---
title: "The AI Native Manifesto"
description: "A declaration of principles for AI Native software engineering — where AI agent collaboration is a first-class architectural concern, not an afterthought."
lang: en
pair: manifesto.zh.md
lastUpdated: 2026-05-07
status: published
---

# The AI Native Manifesto

Software engineering is being rewritten. Not by replacing developers, but by changing how development happens — from a solo human activity to a collaborative practice between humans and AI agents.

## What AI Native Means

AI Native is not about using AI as a tool. It's about building systems, workflows, and organizations where AI agent collaboration is a first-class architectural concern.

An AI Native project:

- Is structured so that agents can understand and navigate it without human narration
- Treats agent readability as equal to human readability
- Automates the automatable, and designs clear boundaries for human judgment
- Evolves through recorded failures, not just successful features
- Uses specifications as shared contracts between humans and agents

## Principles

### 1. Structure Is Interface

For agents, your project structure IS the API. Clear directories, predictable naming, and co-located context are not nice-to-haves — they are the interface through which agents understand your system.

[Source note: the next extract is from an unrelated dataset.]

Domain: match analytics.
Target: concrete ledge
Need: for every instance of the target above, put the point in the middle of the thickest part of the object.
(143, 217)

### 2. Minimal Human-in-the-Loop

Design workflows where human intervention is the exception, not the rule. This doesn't mean removing humans — it means being intentional about where human judgment adds irreplaceable value.

### 3. Specs Over Tribal Knowledge

Unwritten conventions are invisible to agents. If a decision matters, write it down as a spec. Specs are the shared memory between human sessions and agent sessions.

### 4. Atomic and Traceable

Every change should be small enough to understand in isolation and labeled clearly enough to be useful as historical context. Agents learn from git history — make it worth reading.

### 5. Failure as Input

Failures are not just incidents to resolve — they are training data for the system's evolution. Record them, analyze them, and encode the lessons into the project's structure.

### 6. Standards Over Custom

Use established protocols (MCP for tool invocation, conventional commit formats, standard directory layouts) over custom solutions. Standards reduce the context an agent needs to operate.

## The Goal

The goal of AI Native engineering is not to remove humans from the loop. It is to create environments where the collaboration between humans and agents is so well-structured that both can do their best work — humans on judgment, creativity, and direction; agents on execution, consistency, and scale.